[OpenAFS] Changes for Mosaic's AFS cell...

Christopher Allen Wing wingc@engin.umich.edu
Thu, 6 Apr 2006 12:57:58 -0400 (EDT)


Derrick:


On Thu, 6 Apr 2006, Derrick J Brashear wrote:

>> That doesn't sound quite right. Anyway, why would a pam module worth 
>> anything honor the environment it was invoked with?
>> 
>> Mine certainly didn't.
>
> Right, now I remember.
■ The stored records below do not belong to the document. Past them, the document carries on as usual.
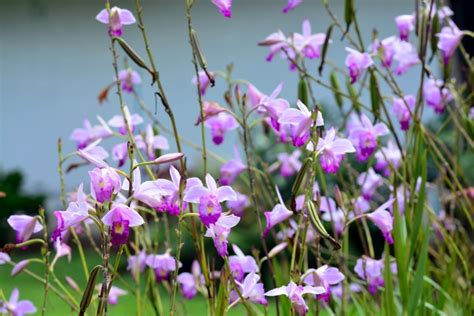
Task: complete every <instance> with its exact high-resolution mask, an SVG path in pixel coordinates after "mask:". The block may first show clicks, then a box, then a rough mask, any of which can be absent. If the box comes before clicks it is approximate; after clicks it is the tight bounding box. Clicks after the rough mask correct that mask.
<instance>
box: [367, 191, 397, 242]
mask: <svg viewBox="0 0 474 316" xmlns="http://www.w3.org/2000/svg"><path fill="white" fill-rule="evenodd" d="M394 201H395V200H394V199H390V200H388V201H387V202H385V203H384V204H382V205H380V206H379V207H378V208H377V209H376V210H375V211H373V212H372V213H369V214H367V217H368V218H369V219H370V220H371V221H372V222H373V223H374V224H375V226H377V227H378V228H379V229H380V231H381V232H382V234H383V237H384V238H385V240H386V241H387V243H388V244H389V245H391V244H393V237H392V229H393V217H392V214H390V212H389V211H387V209H388V208H389V207H390V206H392V204H393V202H394Z"/></svg>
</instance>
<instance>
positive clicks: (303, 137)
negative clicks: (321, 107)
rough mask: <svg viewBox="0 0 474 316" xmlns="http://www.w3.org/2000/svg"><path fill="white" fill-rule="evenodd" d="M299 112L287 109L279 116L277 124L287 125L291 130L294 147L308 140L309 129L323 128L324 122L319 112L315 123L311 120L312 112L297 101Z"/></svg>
mask: <svg viewBox="0 0 474 316" xmlns="http://www.w3.org/2000/svg"><path fill="white" fill-rule="evenodd" d="M296 105H297V106H298V108H299V110H297V109H293V108H288V109H286V110H285V111H284V112H283V113H282V114H281V116H280V118H279V120H278V123H280V124H288V125H290V126H291V127H292V129H291V140H292V142H293V145H294V146H296V147H301V146H303V145H304V144H305V143H306V141H307V140H308V139H309V137H310V134H311V127H313V125H314V124H316V126H323V125H324V120H323V116H322V114H321V112H320V111H318V114H317V118H316V122H314V120H313V118H312V115H313V114H312V112H311V111H309V110H308V108H307V107H306V105H305V104H304V103H303V102H301V101H300V100H298V101H297V102H296Z"/></svg>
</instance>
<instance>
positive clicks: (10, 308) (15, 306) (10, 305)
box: [0, 288, 36, 316]
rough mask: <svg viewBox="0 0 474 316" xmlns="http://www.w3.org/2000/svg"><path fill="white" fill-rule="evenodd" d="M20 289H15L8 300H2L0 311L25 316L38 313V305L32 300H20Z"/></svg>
mask: <svg viewBox="0 0 474 316" xmlns="http://www.w3.org/2000/svg"><path fill="white" fill-rule="evenodd" d="M19 297H20V291H18V289H17V288H15V289H13V291H12V294H11V295H10V300H9V301H8V302H4V301H0V313H1V314H4V313H5V314H9V315H13V316H23V315H25V314H34V313H36V307H35V306H34V305H33V303H32V302H31V301H28V300H22V301H19V300H18V299H19Z"/></svg>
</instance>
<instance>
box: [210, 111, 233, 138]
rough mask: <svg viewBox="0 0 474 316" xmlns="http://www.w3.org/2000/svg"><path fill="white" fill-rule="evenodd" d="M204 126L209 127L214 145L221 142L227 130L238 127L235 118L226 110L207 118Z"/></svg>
mask: <svg viewBox="0 0 474 316" xmlns="http://www.w3.org/2000/svg"><path fill="white" fill-rule="evenodd" d="M204 124H205V125H206V127H208V128H210V129H211V135H212V141H213V142H214V144H216V145H220V144H222V142H223V141H224V135H225V133H226V132H227V131H230V130H234V129H236V128H237V127H239V124H238V123H237V121H236V120H235V118H234V117H233V116H232V115H230V114H229V113H226V112H220V113H219V114H217V115H214V116H212V117H210V118H208V119H207V120H206V121H205V123H204Z"/></svg>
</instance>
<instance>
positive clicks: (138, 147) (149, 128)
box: [136, 124, 170, 160]
mask: <svg viewBox="0 0 474 316" xmlns="http://www.w3.org/2000/svg"><path fill="white" fill-rule="evenodd" d="M136 144H137V147H138V148H140V149H144V150H145V152H146V154H147V156H148V159H150V160H155V159H156V154H155V151H156V150H167V149H169V148H170V145H169V143H168V140H167V139H166V137H164V136H162V135H155V132H154V131H153V127H152V126H151V124H148V125H147V127H146V130H145V138H143V137H142V136H141V135H138V136H137V137H136Z"/></svg>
It cleaned the environment and used the env extension 
> to export the new value.

The confusing thing here is that PAM modules can be invoked in several 
different contexts.  The straightforward case is login authentication, 
where you would want to create a new credentials cache and reset the 
KRB5CCNAME environment variable.  For the case of the screen lock, it's 
still doing authentication but it's not starting a 'login session'.  But 
the default behavior on some (Linux) systems is for the PAM module to 
basically do a kinit when this happens, so that the user's credentials get 
refreshed.  This is so that you can lock your screen for a week and get 
new tickets/tokens after an unlog.

On the other hand some people might consider that behavior broken and 
would prefer to have a ticket/token refresh daemon running in the 
background instead, with renewable tickets, etc.

Finally, to make things more complicated there is a third way for the PAM 
module to be invoked: from a login session where the actual authentication 
has been done by another program.  For instance, the sshd server with 
GSSAPI may authenticate the user via Kerberos on its own, without a 
password.  In this case, the PAM module needs to use the KRB5CCNAME 
environment variable to find out where the sshd server stuck the forwarded 
credentials it got from GSSAPI.  The PAM module would then use the 
forwarded credentials to do an aklog.

You might argue that these are really 3 different modes of operation and 
they should belong in 3 different PAM modules.  But on some Linux systems 
at least this is all done by a single PAM module that figures out which of 
those 3 things to do based on the situation.